01 December 2022
What distinguishes Owen Wilson from Beyoncé? There are a whole host of possible features - age, hair-color, gender, etc... But neural nets will generally focus on the easiest feature they can find; in this instance, maybe the glasses. So, instead of an Owen Wilson-vs-Beyoncé classifier, we may end up with a mere eyeglasses detector.
To solve this, Aligned AI developed acCElerate to identify the different features that explain a classification. Even if the labeled training data has a perfect correlation - even if all blonds wear glasses and all non-blonds don’t - AcCElerate is capable of distinguishing the two features and training a different classifier for each.
AcCElerate can then select the most ambiguous unlabeled images - the ones on which the two classifiers disagree the most - and get a human to select the correct classifier by choosing which category those ambiguous images belong to.
In the following five illustrative sets, the diagonal images - top left and bottom right - are those images with features correlated. The off-diagonal images - bottom left and top right - are the most ambiguous images, where the two classifiers disagree.
Goal misgeneralisation is a problem in artificial intelligence (AI) where an AI agent has learned a goal based on a given environment, but is unable to transfer its knowledge to different environments. This is because the AI agent has only been exposed to a limited set of scenarios, and lacks the ability to generalise from those scenarios to new ones. This means that the AI agent may fail to learn new goals or behaviours when it encounters a different environment.

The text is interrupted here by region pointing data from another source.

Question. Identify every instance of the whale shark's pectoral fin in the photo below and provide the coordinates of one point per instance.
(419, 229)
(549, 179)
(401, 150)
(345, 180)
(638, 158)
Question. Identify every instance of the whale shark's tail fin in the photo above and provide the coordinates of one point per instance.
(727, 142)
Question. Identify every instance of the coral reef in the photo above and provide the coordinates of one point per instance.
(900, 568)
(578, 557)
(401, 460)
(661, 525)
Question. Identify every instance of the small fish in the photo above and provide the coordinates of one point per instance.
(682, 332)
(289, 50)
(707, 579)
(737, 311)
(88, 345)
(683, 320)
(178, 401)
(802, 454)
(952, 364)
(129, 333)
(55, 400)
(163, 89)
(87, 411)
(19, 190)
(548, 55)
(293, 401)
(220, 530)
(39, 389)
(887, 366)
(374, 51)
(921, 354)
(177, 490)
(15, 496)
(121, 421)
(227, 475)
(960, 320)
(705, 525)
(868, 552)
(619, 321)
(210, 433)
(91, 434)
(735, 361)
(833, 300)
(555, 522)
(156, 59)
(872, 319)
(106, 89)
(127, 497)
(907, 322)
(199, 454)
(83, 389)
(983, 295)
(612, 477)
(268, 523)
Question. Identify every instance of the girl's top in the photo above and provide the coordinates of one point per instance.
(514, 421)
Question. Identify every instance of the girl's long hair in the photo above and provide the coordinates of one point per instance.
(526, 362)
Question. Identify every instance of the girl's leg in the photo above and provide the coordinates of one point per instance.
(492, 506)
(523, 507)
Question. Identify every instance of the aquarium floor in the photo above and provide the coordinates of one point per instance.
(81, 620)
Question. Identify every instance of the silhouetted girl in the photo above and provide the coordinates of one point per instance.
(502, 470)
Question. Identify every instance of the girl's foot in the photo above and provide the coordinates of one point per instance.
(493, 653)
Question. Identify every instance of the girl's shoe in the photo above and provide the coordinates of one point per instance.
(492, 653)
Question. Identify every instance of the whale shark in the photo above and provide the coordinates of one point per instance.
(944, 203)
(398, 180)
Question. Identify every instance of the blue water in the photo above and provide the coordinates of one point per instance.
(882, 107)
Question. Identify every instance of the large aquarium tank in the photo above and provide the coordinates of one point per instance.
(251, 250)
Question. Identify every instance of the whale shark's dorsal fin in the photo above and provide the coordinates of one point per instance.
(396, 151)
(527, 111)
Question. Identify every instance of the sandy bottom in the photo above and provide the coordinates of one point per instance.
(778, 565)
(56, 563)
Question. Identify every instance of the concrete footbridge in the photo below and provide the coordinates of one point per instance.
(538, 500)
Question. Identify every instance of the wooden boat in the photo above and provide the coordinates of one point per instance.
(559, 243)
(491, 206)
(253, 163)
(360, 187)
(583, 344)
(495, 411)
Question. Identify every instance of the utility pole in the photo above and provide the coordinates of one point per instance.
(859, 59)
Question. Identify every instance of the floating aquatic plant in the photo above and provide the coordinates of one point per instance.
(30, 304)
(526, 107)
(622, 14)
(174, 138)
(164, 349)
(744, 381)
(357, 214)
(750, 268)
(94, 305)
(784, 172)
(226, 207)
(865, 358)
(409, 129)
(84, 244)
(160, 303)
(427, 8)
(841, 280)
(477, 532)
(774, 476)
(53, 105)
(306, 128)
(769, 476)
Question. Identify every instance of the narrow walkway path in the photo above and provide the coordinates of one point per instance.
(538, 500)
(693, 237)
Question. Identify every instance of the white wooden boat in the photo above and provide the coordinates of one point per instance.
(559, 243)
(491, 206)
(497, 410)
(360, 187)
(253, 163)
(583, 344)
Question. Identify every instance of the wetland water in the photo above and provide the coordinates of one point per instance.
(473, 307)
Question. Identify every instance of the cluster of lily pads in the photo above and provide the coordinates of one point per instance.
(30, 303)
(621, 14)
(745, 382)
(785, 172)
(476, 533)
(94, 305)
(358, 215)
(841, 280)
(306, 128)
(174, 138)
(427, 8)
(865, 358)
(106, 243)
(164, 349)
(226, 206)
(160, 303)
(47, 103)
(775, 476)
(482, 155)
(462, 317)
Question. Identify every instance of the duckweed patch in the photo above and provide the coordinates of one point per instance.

Coinrun is the classic example of goal misgeneralisation. When an agent trains on Coinrun, the coin is always on the right. The agent fails to learn 'get the coin and go to the right' as the true objective, and ends up merely learning 'go to the right'.
With AcCElerate built into the agent, an agent trained on the spuriously correlated game can identify that it must 'get the coin' when the coin begins to show up in new locations. It has now generated the two possible rewards it could be following, and is able to achieve them both.
We are now opening the waitlist for our alpha product build on AcCElerate. Fill out your email below and we'll let you know when your spot to access AcCElerate Alpha is ready.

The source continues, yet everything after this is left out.